Time-series modeling of COVID-19 cases in the United States with google search trends

doi:10.15406/bbij.2025.14.00435

eISSN: 2378-315X

Biometrics & Biostatistics International Journal

Research Article Volume 14 Issue 2

Time-series modeling of COVID-19 cases in the United States with google search trends

Mohamed S. Mohamed, Leah Vaidya, Masuma Mannan, Evrim Oral

Biostatistics and Data Science Program, LSU Health Sciences Center, USA

Correspondence: Evrim Oral, Biostatistics and Data Science Program, LSU Health Sciences Center, New Orleans LA, USA

Received: September 15, 2025 | Published: October 1, 2025

Citation: Mohamed M, Vaidya L, Mamnan M, et al. Time-series modeling of COVID-19 cases in the United States with google search trends. Biom Biostat Int J. 2025;14(2):61-66. DOI: 10.15406/bbij.2025.14.00435

Download PDF

Abstract

Syndromic surveillance offers a rapid, low-cost approach to monitoring emerging health threats, complementing traditional case-based systems. This study investigates the utility of Google Trends data as a proxy for incident COVID-19 cases in the United States between March 2020 and April 2023. Weekly search interest for terms including covid, COVID-19, fever, mask, flu, and COVID-19 vaccine was analyzed alongside reported cases. Time-series modeling compared vector autoregressive (VAR), transfer function (TFM), and web-search-only (WSO) approaches. VAR models produced the most accurate forecasts of weekly cases and epidemic peaks, while TFM showed moderate accuracy, and WSO models—although overestimating magnitudes— were useful in identifying epidemic onset, peak timing, and decline. Our findings highlight the promise of integrating web-based search data into surveillance frameworks, especially in settings with limited diagnostic or reporting capacity, while also underscoring limitations such as news bias, confounding from overlapping symptoms, and the need for early calibration in novel outbreaks.

Introduction

Traditional surveillance systems form the foundation of public health monitoring and rely primarily on case-based reporting and laboratory confirmation to track disease incidence. Physicians, hospitals, and laboratories are required to report notifiable diseases to local, state, and national health authorities, ensuring high specificity and standardized case definitions across regions. These systems provide accurate and detailed information on confirmed cases, including demographic and clinical characteristics, which supports in-depth epidemiologic analyses.

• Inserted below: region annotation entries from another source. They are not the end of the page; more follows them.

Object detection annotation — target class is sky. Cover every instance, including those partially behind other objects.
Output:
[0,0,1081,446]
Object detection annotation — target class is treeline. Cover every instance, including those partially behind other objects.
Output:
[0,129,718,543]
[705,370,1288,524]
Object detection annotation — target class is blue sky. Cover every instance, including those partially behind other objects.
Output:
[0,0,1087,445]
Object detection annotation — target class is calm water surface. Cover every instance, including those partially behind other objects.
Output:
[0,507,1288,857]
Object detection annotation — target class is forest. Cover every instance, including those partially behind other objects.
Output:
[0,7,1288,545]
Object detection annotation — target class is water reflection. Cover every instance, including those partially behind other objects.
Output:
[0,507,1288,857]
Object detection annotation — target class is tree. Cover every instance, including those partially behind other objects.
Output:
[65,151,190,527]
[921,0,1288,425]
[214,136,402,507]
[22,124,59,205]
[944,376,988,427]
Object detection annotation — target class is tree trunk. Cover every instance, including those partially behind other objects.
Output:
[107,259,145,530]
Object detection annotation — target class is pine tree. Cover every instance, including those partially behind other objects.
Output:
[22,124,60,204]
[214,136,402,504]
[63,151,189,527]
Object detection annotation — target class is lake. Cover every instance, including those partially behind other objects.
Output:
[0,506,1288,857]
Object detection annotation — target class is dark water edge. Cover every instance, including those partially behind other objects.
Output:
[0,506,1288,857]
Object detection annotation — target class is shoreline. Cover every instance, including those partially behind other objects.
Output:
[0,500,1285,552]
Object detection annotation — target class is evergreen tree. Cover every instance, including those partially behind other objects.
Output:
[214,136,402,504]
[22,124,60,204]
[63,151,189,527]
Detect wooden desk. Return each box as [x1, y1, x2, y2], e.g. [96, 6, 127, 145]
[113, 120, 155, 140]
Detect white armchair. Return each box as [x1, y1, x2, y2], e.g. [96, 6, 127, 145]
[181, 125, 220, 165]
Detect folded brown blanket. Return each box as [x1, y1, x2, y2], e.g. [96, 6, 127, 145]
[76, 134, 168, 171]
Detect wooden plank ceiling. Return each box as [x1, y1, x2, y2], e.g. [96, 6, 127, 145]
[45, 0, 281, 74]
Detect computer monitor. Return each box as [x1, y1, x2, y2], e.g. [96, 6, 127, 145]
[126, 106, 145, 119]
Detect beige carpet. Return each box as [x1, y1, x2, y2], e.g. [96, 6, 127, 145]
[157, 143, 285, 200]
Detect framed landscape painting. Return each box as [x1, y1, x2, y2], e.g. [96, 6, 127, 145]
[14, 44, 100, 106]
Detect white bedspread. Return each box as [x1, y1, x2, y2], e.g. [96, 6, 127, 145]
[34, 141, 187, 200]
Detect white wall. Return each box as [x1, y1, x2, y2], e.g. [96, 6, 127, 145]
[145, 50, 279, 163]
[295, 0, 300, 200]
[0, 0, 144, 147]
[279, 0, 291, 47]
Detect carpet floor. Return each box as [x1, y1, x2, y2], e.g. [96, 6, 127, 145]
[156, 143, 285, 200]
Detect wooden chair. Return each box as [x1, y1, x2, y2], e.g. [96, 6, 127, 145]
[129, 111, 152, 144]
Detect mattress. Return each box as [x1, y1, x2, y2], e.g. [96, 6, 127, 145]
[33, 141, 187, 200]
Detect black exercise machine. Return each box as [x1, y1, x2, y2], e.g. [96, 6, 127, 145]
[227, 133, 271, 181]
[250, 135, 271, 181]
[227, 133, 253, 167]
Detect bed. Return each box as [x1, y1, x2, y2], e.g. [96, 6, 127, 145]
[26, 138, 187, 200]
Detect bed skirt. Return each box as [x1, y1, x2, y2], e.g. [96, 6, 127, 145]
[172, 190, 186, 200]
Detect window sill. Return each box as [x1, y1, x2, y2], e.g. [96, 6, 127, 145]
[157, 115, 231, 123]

However, traditional surveillance often suffers from delays due to the time required for diagnostic testing, reporting, and data compilation, making it less effective for early outbreak detection. Underreporting of mild or untested cases and the need for significant laboratory and personnel resources further limit its timeliness and coverage. In addition to these systemic challenges, barriers such as delays in developing and disseminating accurate diagnostic tests, social and psychological factors (e.g., stigma, misinformation, or hesitancy to seek testing), and logistical constraints (e.g., limited availability or accessibility of testing sites) can also impede timely detection. While essential for producing official case counts and monitoring long-term trends, traditional surveillance systems are constrained in their responsiveness, underscoring the need for complementary approaches such as Syndromic surveillance to enhance early detection and support timely epidemic control. Syndromic surveillance addresses many of these limitations by collecting and analyzing health-related data prior to laboratory confirmation, thereby providing earlier signals of emerging health threats.¹ Rather than depending on confirmed diagnoses, Syndromic systems monitor indicators such as emergency department visits, over-the-counter medication sales, school absenteeism, call center data, and digital sources including internet search trends and social media activity. By identifying unusual patterns in these data streams, Syndromic surveillance can detect potential outbreaks days or weeks earlier than traditional systems, allowing for timelier public health response. Although less specific than laboratory- confirmed surveillance, its ability to enhance situational awareness and provide early warnings makes Syndromic surveillance a valuable complement to traditional systems, particularly during rapidly evolving epidemics such as COVID-19.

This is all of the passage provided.